Nationalgeographic.co.id - Lima ribu tahun lalu, di lingkungan Afrika yang berubah-ubah, masyarakat awal berkumpul di tepi danau Turkana di Kenya. Mereka membangun sesuatu yang sangat langka dan luar biasa.
Lima abad kemudian, sekelompok arkeolog internasional menemukan bangunan kuno tersebut. Sebuah pemakaman besar dan monumental yang dibuat paling awal dan terbesar dari jenisnya di timur Afrika.
Namun, apa yang menakjubkan dari kuburan massal bernama Lothagam North Pillar Site ini adalah 600 sisa-sisa jasad yang dibaringkan di dalamnya.
Diatur dengan ketat di lubang berukuran 30 meter, mayat-mayat tersebut meliputi pria, wanita, anak-anak, serta orang lanjut usia. Mereka semua dikubur dengan cara yang sama di bawah pilar batu megalit besar -- tidak ada perlakuan khusus untuk seseorang.
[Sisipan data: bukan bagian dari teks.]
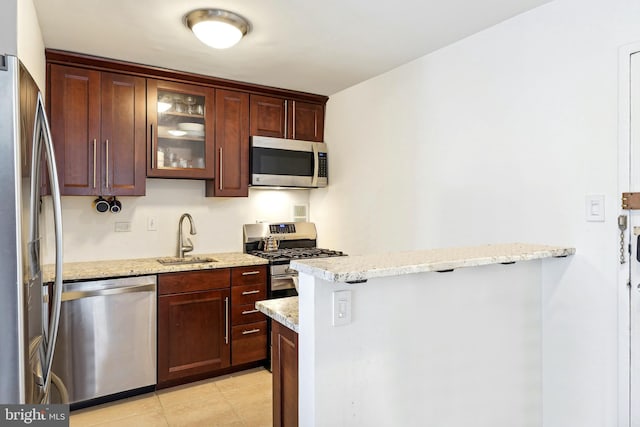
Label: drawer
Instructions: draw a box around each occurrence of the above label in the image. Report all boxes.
[231,265,267,286]
[231,320,267,365]
[231,304,267,326]
[231,283,267,306]
[158,268,230,295]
Pemakaman massal ini diduga telah digunakan sekitar 5.000 hingga 4.300 tahun lalu.
Baca juga: Peta Tahun 1491 yang Memengaruhi Perjalanan Christopher Columbus
Meski tidak ada mayat yang dikubur dengan perlakuan istimewa, namun semua individu dimakamkan dengan ornamen pribadi – termasuk liontin batu, anting-anting, dan benda lainnya.
Para peneliti menduga, kuburan tersebut mungkin didirikan selama periode perubahan lingkungan dan kemasyarakatan. Saat pastoralisme menyebar ke wilayah yang saat ini kita kenal sebagai Kenya, penggembala dan hewan-hewannya akan bertemu dengan kelompok pemburu ikan.
Melihat latar belakang ini, para peneliti berhipotesis bahwa situs pemakaman egaliter tersebut dibangun sebagai semacam titik temu, di mana para penggembala dan pemburu bisa berkumpul bersama untuk berbagai tujuan sosial.
Baca juga: Gumpalan Keju Berusia 3000 Tahun Ditemukan di Makam Mesir Kuno
“Monumen ini mungkin berfungsi sebagai tempat bagi orang-orang untuk berkumpul, memperbarui ikatan sosial, dan memperkuat identitas komunitas,” jelas Anneke Janzen, salah satu peneliti studi sekaligus arkeolog antropologi dari Max Planck Institute for the Science of Human History.
“Pertukaran informasi dan interaksi melalui ritual bersama mungkin telah membantu para penggembala menavigasi lanskap fisik yang berubah dengan cepat,” tambahnya.
Sementara itu, Elisabeth Hildebrand, peneliti dari Stony Brook University, mengatakan bahwa penemuan ini membuat mereka mempertimbangkan kembali definisi kompleksitas sosial. “Motif seperti itu ternyata bisa memimpin sekelompok orang untuk menciptakan arsitektur publik,” pungkasnya.
Penemuan ini dipublikasikan pada Proceedings of the National Academy of Sciences.